Apakah mereka pantas dianak tirikan? Bagaimana dengan mental para siswa? Bukankah
mereka akan terus tertekan karena keterbatasan perangkat, kemampuan dan menumpuknya
tugas yang diberikan guru? Bukankah akhirnya mereka memutuskan untuk tidak melanjutkan
sekolah? Dan bagaimana dengan EQ dan SQ mereka? Bukankah mereka akan semakin jarang
bersosialisasi langsung kepada teman-teman mereka? Walaupun mereka dapat bersosialisasi
secara virtual, tetapi itu pasti berbeda dengan sosialisasi secara tatap muka.

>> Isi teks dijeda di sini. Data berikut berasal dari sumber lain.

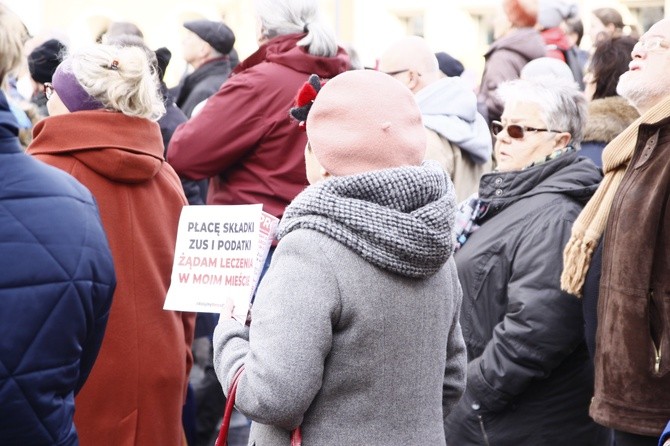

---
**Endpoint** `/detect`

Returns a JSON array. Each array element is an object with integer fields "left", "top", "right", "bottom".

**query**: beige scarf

[{"left": 561, "top": 97, "right": 670, "bottom": 297}]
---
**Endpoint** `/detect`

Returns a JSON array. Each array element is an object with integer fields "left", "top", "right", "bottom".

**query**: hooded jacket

[
  {"left": 168, "top": 34, "right": 349, "bottom": 221},
  {"left": 415, "top": 77, "right": 492, "bottom": 201},
  {"left": 446, "top": 152, "right": 606, "bottom": 446},
  {"left": 0, "top": 91, "right": 115, "bottom": 446},
  {"left": 28, "top": 110, "right": 194, "bottom": 446},
  {"left": 580, "top": 96, "right": 640, "bottom": 167},
  {"left": 477, "top": 28, "right": 547, "bottom": 125},
  {"left": 173, "top": 56, "right": 231, "bottom": 118},
  {"left": 214, "top": 162, "right": 465, "bottom": 446}
]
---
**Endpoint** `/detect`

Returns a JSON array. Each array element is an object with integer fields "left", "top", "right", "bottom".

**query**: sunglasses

[{"left": 491, "top": 121, "right": 563, "bottom": 139}]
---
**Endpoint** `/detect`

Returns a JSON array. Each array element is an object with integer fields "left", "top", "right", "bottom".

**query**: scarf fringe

[
  {"left": 561, "top": 93, "right": 670, "bottom": 297},
  {"left": 561, "top": 237, "right": 598, "bottom": 298}
]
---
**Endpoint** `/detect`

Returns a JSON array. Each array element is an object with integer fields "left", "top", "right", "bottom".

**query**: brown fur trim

[{"left": 584, "top": 96, "right": 640, "bottom": 143}]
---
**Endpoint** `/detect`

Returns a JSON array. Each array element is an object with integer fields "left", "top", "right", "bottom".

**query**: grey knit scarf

[{"left": 277, "top": 161, "right": 455, "bottom": 278}]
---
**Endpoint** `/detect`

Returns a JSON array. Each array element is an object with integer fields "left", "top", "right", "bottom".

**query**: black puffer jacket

[{"left": 445, "top": 152, "right": 605, "bottom": 446}]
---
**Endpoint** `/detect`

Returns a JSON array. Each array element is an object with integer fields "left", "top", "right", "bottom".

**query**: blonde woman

[
  {"left": 28, "top": 45, "right": 193, "bottom": 446},
  {"left": 0, "top": 4, "right": 115, "bottom": 446}
]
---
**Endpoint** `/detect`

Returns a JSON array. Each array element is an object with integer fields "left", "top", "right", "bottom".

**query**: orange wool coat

[{"left": 28, "top": 110, "right": 195, "bottom": 446}]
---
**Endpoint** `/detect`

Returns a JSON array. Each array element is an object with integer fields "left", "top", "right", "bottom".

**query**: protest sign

[{"left": 163, "top": 204, "right": 278, "bottom": 322}]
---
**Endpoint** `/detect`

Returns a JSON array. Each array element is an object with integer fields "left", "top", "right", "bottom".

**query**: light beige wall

[{"left": 0, "top": 0, "right": 670, "bottom": 89}]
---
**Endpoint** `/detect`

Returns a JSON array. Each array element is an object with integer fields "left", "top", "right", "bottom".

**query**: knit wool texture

[
  {"left": 277, "top": 161, "right": 455, "bottom": 278},
  {"left": 561, "top": 93, "right": 670, "bottom": 297},
  {"left": 306, "top": 70, "right": 427, "bottom": 176},
  {"left": 503, "top": 0, "right": 538, "bottom": 28}
]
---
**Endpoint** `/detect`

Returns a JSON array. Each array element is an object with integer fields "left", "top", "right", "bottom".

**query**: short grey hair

[
  {"left": 68, "top": 44, "right": 165, "bottom": 121},
  {"left": 497, "top": 76, "right": 588, "bottom": 149},
  {"left": 254, "top": 0, "right": 337, "bottom": 57},
  {"left": 0, "top": 3, "right": 28, "bottom": 84}
]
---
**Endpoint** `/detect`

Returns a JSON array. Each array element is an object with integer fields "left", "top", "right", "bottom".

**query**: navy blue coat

[{"left": 0, "top": 92, "right": 116, "bottom": 446}]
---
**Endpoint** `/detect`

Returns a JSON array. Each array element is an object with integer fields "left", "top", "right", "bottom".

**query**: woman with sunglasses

[
  {"left": 445, "top": 78, "right": 606, "bottom": 446},
  {"left": 28, "top": 45, "right": 195, "bottom": 446}
]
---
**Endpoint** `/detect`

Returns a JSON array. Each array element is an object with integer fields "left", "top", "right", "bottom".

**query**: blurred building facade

[{"left": 0, "top": 0, "right": 670, "bottom": 84}]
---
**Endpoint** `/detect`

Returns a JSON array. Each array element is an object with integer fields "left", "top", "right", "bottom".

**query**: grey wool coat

[{"left": 214, "top": 164, "right": 466, "bottom": 446}]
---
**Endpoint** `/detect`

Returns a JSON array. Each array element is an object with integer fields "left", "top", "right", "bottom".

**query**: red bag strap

[
  {"left": 215, "top": 366, "right": 244, "bottom": 446},
  {"left": 214, "top": 366, "right": 302, "bottom": 446}
]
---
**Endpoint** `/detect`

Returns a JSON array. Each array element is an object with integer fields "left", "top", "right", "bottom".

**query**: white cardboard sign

[{"left": 163, "top": 204, "right": 278, "bottom": 322}]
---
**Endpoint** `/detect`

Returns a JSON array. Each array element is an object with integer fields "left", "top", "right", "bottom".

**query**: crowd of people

[{"left": 0, "top": 0, "right": 670, "bottom": 446}]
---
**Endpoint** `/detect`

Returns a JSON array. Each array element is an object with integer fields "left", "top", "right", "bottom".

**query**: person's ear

[{"left": 407, "top": 70, "right": 421, "bottom": 91}]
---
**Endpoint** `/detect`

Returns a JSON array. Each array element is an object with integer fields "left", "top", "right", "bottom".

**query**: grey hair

[
  {"left": 0, "top": 3, "right": 28, "bottom": 83},
  {"left": 254, "top": 0, "right": 337, "bottom": 57},
  {"left": 497, "top": 76, "right": 588, "bottom": 149},
  {"left": 68, "top": 44, "right": 165, "bottom": 121}
]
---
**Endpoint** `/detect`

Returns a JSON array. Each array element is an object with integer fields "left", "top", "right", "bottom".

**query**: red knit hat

[{"left": 503, "top": 0, "right": 538, "bottom": 28}]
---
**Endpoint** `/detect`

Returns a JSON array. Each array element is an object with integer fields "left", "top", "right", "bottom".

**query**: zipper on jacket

[{"left": 649, "top": 290, "right": 662, "bottom": 375}]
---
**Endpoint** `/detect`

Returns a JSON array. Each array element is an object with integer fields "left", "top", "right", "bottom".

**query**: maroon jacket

[{"left": 168, "top": 34, "right": 348, "bottom": 217}]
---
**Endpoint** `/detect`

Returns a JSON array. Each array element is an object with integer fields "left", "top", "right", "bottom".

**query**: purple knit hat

[{"left": 52, "top": 58, "right": 105, "bottom": 112}]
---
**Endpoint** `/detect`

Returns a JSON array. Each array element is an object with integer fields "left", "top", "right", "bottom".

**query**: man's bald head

[{"left": 379, "top": 36, "right": 442, "bottom": 93}]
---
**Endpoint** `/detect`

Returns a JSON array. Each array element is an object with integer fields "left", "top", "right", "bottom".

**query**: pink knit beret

[
  {"left": 307, "top": 70, "right": 426, "bottom": 176},
  {"left": 503, "top": 0, "right": 538, "bottom": 28}
]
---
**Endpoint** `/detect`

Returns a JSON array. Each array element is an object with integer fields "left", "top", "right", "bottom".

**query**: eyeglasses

Kebijakan belajar dari rumah sebagai bentuk antisipasi penyebaran virus corona
rupanya menimbulkan masalah lain, contohnya tidak semua guru mengerti betul bagaimana
sistem pembelajaran secara online.
Dilansir dari m.kumparan.com (19/03/2020) Komisi Perlindungan Anak Indonesia
(KPAI) menerima pengaduan sejumlah orangtua siswa yang mengeluhkan anak-anak mereka
malah stress karena mendapatkan berbagai tugas setiap hari dari guru. Mungkin bagi
kebanyakan guru memahami bahwa sistem pembelajaran secara daring adalah dengan
memberikan tugas secara online dan pengumpulannya pun secara online. Alhasil banyak dari
orangtua dan siswa yang mengeluh.
KPAI menyayangkan Kemdikbud dan Dinas - dinas Pendidikan karena tidak
memberikan edukasi terlebih dahulu kepada guru dan sekolah ketika ada kebijakan belajar
dari rumah selama 14 hari. Kalau ada persiapan maka semestinya tidak terjadi penumpukan
tugas.
Jika saya ditanya siap tidak lembaga pendidikan membuka sekolah dengan protokol
kesehatan di era new normal? Maka dengan lantang saya menjawab SIAP! Tetapi yang
menjadi masalah adalah siapkah masyarakat jika sekolah dibuka?